Il dolce far nulla di Artemis Fowl
July 12, 2020Kenneth Branagh è uno di quelli che non perde occasione per ficcarsi in qualche pellicola, anche se di questa firma solo la regia, anche se il film, tutto sommato, è un piccolo disastro. Pensato al tentativo di rilancio di Jack Ryan con finalità di franchise. Ve lo ricordate il film con Chris Pine protagonista? Se la risposta è no, tranquilli, non temete: quel film non uscì mai in sala da noi, rifugiandosi subito nel caldo e accogliente home video prima e streaming. Branagh dirigeva e interpretata il guarda-un-po’ solito cattivone russo. Il film? Un disastro totale.
Con Artemis Fowl succede più o meno la stessa cosa, ma la consapevolezza della mediocrità del materiale girato è tale che Branagh decide di non ritagliarsi neanche un inconsistente cameo.
Destinato originariamente per la sala, il film Disney arriva direttamente sulla piattaforma streaming Disney+. I dirigenti dicono per via del Coronavirus, ma la realtà è ben altra: tutti sono a conoscenza del piccolo disastro che è uscito fuori con questo prodotto, dunque meglio nasconderlo alla luce del sole. Su Disney+ il feedback potrebbe essere differente, invece nulla, una débâcle su tutta la linea. Diciamo che se Marvel e Disney non hanno distribuito Black Widow su Disney+ è per un valido motivo, economico in primis. Meglio dare la libera uscita dunque a Artemis Fowl, sperando nell’effetto dimenticatoio.

La trama non è neanche da buttare, pur tenendo presente che dietro c’è l’omonima saga letteraria per ragazzi. Artemis Fowl è un bambino irlandese di 12 anni. Il classico genio, in questo caso, genio del crimine dato che discende da una generazione di abili ladri e truffatori. Quando suo padre scompare, Artemis scopre che le storie che gli raccontava da giovane, riguardo realtà parallele abitate da esseri magici quali folletti e nani, in società costruite su magie e tecnologia avanzata, sono tutte vere. Difatti a mantenere la pace tra questi mondo è la reciproca assenza di contaminazioni, almeno finché un oggetto non viene rubato dal mondo fatato e si parte alla ricerca del ladro, che sembra essere proprio il padre di Artemis Fowl.
In questo quadro collettivo è davvero difficile identificare quale organo riesca a funzionare meglio dell’altro. Nel film tutto sembra funzionare male, partendo dalla semplicistica idea di creare un nuovo mondo immaginifico, rapire la prospettiva dell’avviarsi di un ulteriore franchise non tanto young adult, bensì più incline a inserirsi in un terreno già battuto prima con successo da Harry Potter e poi con insuccesso da Pearcy Jackson.
Le prime domande si insinuano nella testa dello spettatore appena vediamo Judi Dench, interpretare questo essere fatato dal nome improbabile – Comandante Tubero – messa dentro un costume verde glitter evidenziatore e con le orecchie a punta.

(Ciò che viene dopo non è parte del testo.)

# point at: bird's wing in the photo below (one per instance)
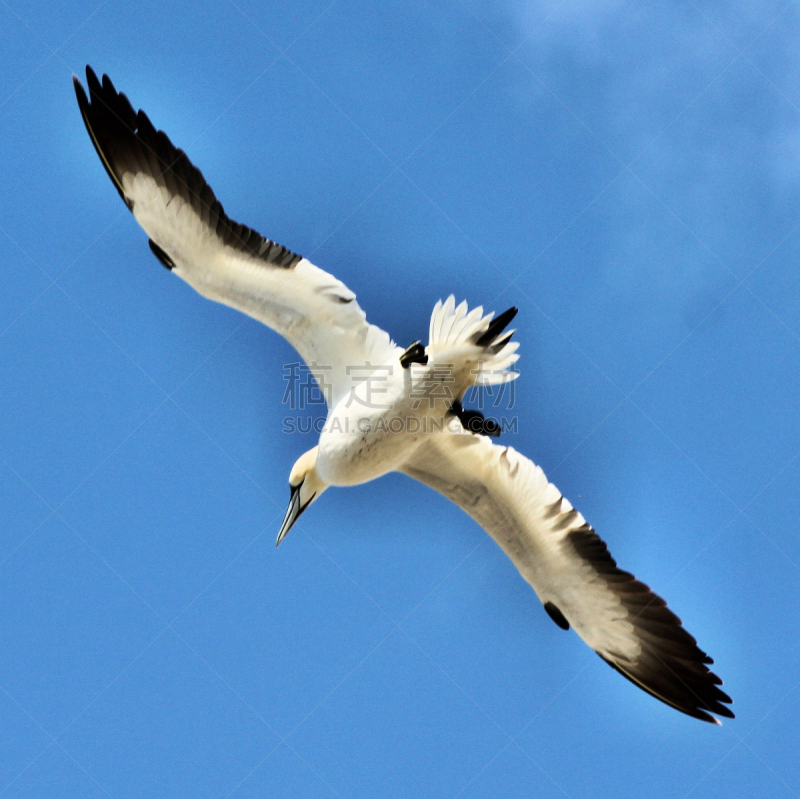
(223, 260)
(570, 569)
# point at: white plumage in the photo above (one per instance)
(429, 437)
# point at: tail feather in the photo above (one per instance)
(473, 343)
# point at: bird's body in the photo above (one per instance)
(400, 410)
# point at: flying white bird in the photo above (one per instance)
(417, 427)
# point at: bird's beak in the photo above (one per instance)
(292, 513)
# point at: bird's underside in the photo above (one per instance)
(549, 542)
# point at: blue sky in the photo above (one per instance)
(627, 174)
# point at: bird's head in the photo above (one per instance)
(305, 486)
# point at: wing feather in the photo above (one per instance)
(191, 234)
(571, 570)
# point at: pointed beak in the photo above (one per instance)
(292, 513)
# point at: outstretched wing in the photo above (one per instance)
(225, 261)
(571, 570)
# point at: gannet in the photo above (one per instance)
(417, 425)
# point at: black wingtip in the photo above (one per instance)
(496, 327)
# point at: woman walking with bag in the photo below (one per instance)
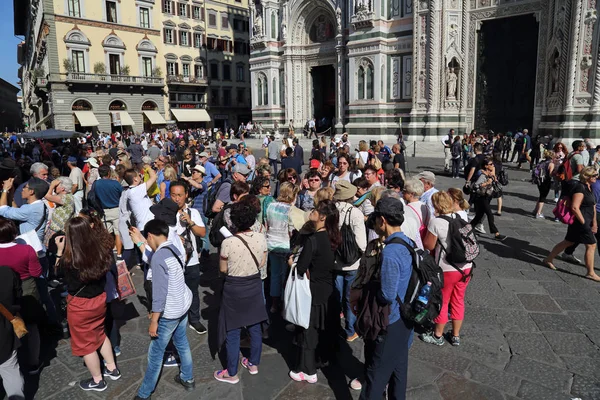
(243, 261)
(584, 227)
(85, 260)
(319, 239)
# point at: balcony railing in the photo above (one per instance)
(186, 79)
(112, 78)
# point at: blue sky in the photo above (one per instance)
(8, 45)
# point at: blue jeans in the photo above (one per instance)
(232, 347)
(278, 262)
(343, 281)
(167, 329)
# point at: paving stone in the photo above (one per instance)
(586, 388)
(554, 322)
(516, 321)
(574, 304)
(533, 345)
(538, 303)
(542, 374)
(454, 387)
(531, 391)
(589, 367)
(303, 390)
(588, 320)
(440, 356)
(571, 344)
(428, 392)
(492, 377)
(521, 286)
(420, 373)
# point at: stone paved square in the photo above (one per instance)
(529, 333)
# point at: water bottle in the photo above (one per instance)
(420, 305)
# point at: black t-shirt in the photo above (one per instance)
(318, 258)
(475, 162)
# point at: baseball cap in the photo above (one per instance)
(427, 175)
(241, 169)
(200, 169)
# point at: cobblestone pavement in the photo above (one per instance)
(529, 333)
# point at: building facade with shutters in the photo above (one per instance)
(91, 65)
(206, 59)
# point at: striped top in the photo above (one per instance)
(170, 294)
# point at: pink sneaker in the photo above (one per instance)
(252, 369)
(222, 376)
(301, 376)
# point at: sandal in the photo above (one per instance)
(548, 264)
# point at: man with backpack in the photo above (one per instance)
(386, 357)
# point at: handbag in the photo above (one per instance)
(17, 323)
(563, 212)
(125, 286)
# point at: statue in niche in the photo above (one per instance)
(554, 72)
(451, 81)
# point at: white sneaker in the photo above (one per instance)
(479, 228)
(570, 258)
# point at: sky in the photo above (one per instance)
(8, 45)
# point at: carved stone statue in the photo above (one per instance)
(451, 81)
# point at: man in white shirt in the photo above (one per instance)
(189, 227)
(76, 177)
(428, 179)
(447, 143)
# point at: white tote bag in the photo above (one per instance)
(297, 299)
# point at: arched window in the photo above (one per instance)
(366, 76)
(259, 91)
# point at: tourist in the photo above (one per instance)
(386, 358)
(585, 226)
(428, 180)
(279, 231)
(12, 380)
(316, 344)
(483, 190)
(76, 176)
(345, 271)
(189, 227)
(243, 261)
(456, 276)
(171, 299)
(84, 258)
(544, 183)
(23, 260)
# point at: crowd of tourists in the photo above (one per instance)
(350, 220)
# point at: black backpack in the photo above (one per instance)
(348, 251)
(214, 236)
(464, 247)
(424, 269)
(93, 202)
(211, 197)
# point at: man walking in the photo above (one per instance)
(171, 299)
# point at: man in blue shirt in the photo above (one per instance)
(108, 191)
(386, 358)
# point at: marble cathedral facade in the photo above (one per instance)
(378, 66)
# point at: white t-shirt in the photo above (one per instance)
(180, 229)
(439, 227)
(139, 203)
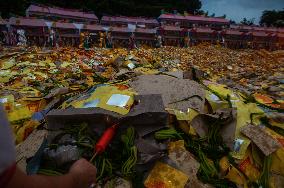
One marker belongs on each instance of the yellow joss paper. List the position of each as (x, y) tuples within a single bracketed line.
[(110, 98), (176, 145), (165, 176), (243, 118), (277, 164), (20, 113), (232, 173), (25, 130)]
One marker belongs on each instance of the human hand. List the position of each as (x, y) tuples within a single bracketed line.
[(84, 173)]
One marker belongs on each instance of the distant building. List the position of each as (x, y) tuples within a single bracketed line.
[(124, 21), (55, 13), (191, 21)]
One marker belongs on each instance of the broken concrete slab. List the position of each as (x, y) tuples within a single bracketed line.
[(179, 94), (266, 143), (146, 116), (28, 148)]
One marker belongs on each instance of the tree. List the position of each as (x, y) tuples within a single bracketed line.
[(272, 18), (151, 8), (247, 22)]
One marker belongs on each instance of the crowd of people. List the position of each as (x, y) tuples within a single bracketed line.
[(53, 38)]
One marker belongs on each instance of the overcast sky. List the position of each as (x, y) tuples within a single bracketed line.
[(238, 9)]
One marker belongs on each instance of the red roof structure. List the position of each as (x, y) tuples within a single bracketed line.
[(259, 34), (233, 32), (73, 13), (27, 22), (203, 30), (124, 19), (120, 29), (144, 30), (170, 28), (93, 27), (63, 25), (194, 18)]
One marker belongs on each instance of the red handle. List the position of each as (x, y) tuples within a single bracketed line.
[(105, 139)]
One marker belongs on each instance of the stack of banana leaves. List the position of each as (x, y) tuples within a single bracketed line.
[(237, 141)]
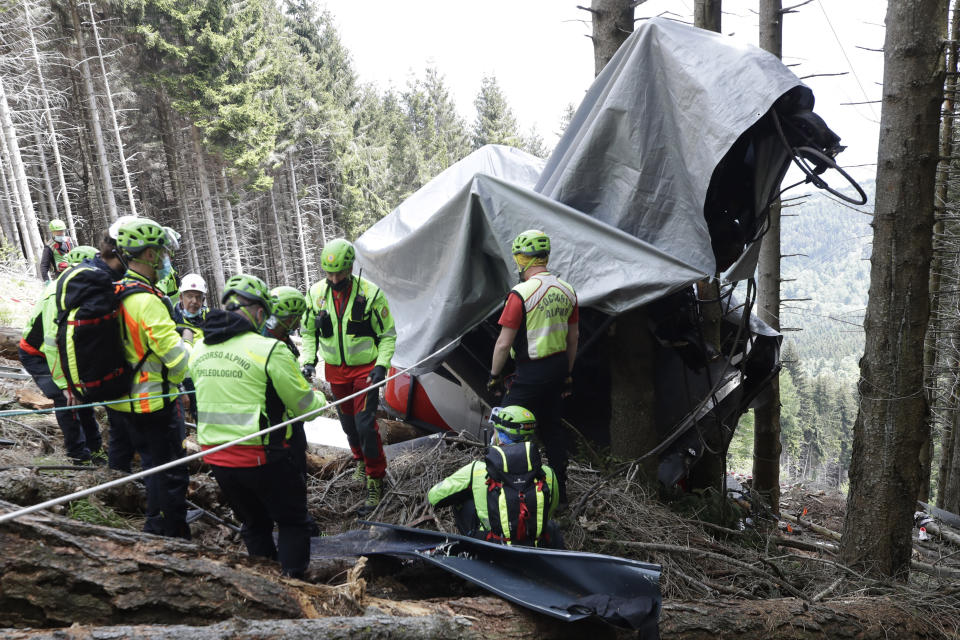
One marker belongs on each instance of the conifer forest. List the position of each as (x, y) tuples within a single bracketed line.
[(247, 127)]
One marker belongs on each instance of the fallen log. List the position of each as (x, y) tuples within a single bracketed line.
[(55, 572), (467, 618)]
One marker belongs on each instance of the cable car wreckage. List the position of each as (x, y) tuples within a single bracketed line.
[(662, 180)]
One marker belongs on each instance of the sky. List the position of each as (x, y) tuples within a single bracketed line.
[(542, 57)]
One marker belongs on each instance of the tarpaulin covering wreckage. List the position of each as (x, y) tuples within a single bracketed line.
[(662, 179), (569, 585)]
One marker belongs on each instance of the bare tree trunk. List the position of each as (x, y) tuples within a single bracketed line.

Non si vedeva un miscasting di questo calibro dai tempi di Venom. Gli altri interpreti tengono relativamente l’interesse acceso, anche Josh Gad si diverte in questo nano gigante mangiatore di terra. O di un maggiordomo di colore, ma con occhi e capelli bianchi platino. A mancare di mordente è proprio il protagonista: il giovane Ferdia Shaw è in balia del film stesso, indossa abito scuro, occhiali e imbraccia armi futuristiche, più vicino ad un Men in Black che a un bambino prodigio – in cosa poi non è mai specificato o visto su schermo – pronto a risolvere l’enigma della scomparsa del padre, di un’improbabile compagna volante e di un nemico comune, sia per gli umani che i fatati.
Artemis Fowl dunque fa il classico passo più lungo della gamba, costruisce la base per gli eventuali – molto improbabili – sequel, lasciando struttura narrativa, background e velleità logiche in una seconda sede.
Ecco perché Branagh gira il film, porta a casa il minutaggio, incassa l’assegno da Disney e vola via. Talmente svogliato e interessato ad altro che neanche si ricama un piccolo cameo. Ed è tutto dire.